A Senior Site Reliability Engineer is a key member of the team responsible for administering, maintaining, and troubleshooting complex infrastructure systems. They collaborate with managers, architects, and engineers to achieve successful outcomes, focusing on implementing best practices in automation, quality assurance, and teamwork.
Requirements
- 7+ years of experience as a System Administrator, DevOps Engineer, SRE, or similar role.
- Deep knowledge of Linux administration, including performance monitoring, tuning and troubleshooting.
- Experience with cloud network design (Azure preferred, AWS or GCP also considered).
- Proficiency in scripting (e.g., Bash, Python) for automation.
- Experience with version control software (preferably Git).
- Experience with configuration management tools (e.g., Puppet, Foreman, Ansible, or similar).
- Knowledge of container orchestration tools (e.g., Kubernetes, Docker Swarm, etc.).
- In-depth knowledge of monitoring and logging solutions for cloud infrastructure (e.g., Prometheus, Grafana, etc.).
- Bachelor’s degree in Computer Science or a related field.
- Excellent time management, organizational, crisis management, and problem-solving skills.
- Self-starter, able to work independently without direct supervision.
- Willingness to innovate, learn, and share knowledge.
- Excellent verbal and written communication skills.
- Experience developing and implementing IT security best practices and procedures.
- Willingness to participate in on-call rotations and respond to incidents in a timely and effective manner.
- Excellent command of the English language.

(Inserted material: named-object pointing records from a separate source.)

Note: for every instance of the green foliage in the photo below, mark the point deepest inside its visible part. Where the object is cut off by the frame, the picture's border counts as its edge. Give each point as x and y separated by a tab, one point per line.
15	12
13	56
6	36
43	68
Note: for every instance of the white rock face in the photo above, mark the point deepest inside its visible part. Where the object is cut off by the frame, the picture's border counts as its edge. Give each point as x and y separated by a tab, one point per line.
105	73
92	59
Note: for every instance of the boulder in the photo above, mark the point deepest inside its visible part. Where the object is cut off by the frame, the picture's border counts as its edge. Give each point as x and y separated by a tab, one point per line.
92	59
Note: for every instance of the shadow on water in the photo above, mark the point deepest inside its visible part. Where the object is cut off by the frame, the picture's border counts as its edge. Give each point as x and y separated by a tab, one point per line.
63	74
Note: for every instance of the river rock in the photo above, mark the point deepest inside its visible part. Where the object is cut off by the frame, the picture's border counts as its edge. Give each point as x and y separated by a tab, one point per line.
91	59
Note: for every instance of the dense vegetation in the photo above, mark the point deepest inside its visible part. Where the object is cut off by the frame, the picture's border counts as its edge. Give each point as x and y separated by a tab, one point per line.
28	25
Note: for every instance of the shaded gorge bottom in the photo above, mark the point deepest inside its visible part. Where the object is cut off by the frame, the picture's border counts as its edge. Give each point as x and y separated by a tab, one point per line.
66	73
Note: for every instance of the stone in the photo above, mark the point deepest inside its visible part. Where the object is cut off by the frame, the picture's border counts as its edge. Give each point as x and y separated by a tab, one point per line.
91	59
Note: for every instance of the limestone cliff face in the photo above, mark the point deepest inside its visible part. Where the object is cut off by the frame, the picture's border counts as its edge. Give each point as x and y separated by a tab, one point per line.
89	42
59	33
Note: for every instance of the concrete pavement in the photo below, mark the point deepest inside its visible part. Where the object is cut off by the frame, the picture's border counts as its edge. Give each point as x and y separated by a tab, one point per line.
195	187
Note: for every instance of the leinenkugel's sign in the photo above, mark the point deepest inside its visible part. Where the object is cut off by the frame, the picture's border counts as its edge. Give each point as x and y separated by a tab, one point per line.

- Understanding of core AI concepts and application of them ethically to enhance productivity, insights, and decision-making.
- Crafting effective prompts to optimize the quality and relevance of AI-generated outputs.
- Exploring and applying agentic AI systems, using or managing autonomous agents to streamline workflows and automate tasks.
- Leveraging AI tools to boost efficiency, creativity, and innovation in daily work.
- Staying curious and adaptable, continuously experimenting with AI-driven solutions to elevate team performance and customer impact.
Benefits
- Generous Paid Time Off
- 401k Matching
- Retirement Plan
- Relocation Assistance